Erkundung eisenreicher Hot Spots im Grundwasserzustrom von Fließgewässern in der Lausitz

Fabian Musche1, Thomas Grischek1, Wilfried Uhlmann2
1 Wasserwesen, Hochschule für Technik und Wirtschaft Dresden
2 Institut für Wasser und Boden Dr. Uhlmann

O 9.1 in Groundwater-surface water-interactions - processes and methods

22.03.2018, 11:30-11:45, 1

In den Bergbaufolgelandschaften wie der Lausitz kommt es mit dem Wiederanstieg des Grundwassers zu hohen Fe(II)-Konzentrationen im Wasser. In grundwassergespeisten Fließgewässern führt der Kontakt von Fe(II) mit Sauerstoff zu einer Ausfällung von Eisen(hydr)oxiden und zur Versauerung. Visuell ist das Ergebnis der Eisenoxidation an einer Braunfärbung der Gewässersedimente und ggf. des Wassers erkennbar.

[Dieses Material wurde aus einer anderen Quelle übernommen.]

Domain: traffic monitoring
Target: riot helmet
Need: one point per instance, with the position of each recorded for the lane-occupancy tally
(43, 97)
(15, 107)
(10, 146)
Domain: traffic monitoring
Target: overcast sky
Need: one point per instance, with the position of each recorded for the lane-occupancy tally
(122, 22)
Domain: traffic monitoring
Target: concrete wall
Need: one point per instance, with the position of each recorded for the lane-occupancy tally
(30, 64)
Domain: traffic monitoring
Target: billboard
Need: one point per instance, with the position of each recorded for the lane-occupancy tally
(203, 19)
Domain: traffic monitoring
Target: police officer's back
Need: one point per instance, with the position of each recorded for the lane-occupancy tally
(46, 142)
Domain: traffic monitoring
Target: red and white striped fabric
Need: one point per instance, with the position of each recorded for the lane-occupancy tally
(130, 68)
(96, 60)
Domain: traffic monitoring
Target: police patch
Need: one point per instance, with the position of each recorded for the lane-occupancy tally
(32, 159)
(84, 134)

Auf Anregung des Instituts für Wasser und Boden Dr. Uhlmann wurden Untersuchungen an Fließgewässern in der Lausitz durchgeführt und Bereiche der Eiseneinträge aus dem Grundwasser identifiziert. Innnerhalb der ausgewiesenen Bereiche ist die Eisenkonzentration im Grundwasser lokal stark differenziert - hohe Eisenbelastungen treten in Form von „Hot Spots“ auf. Als Maßnahmen gegen die eisenhaltigen Grundwasserzuströme werden derzeit Linienbauwerke (Brunnengalerien, Sickergräben) zur Fassung und anschließenden Behandlung des Grundwassers als hydraulische Barriere zum Schutzgut favorisiert. Die Investitions- und Betriebskosten hierfür sind hoch und könnten nach einer genaueren Ausweisung der (Schad)stofffrachten durch Konzentration auf Schwerpunkte des Stoffeintrages verringert werden.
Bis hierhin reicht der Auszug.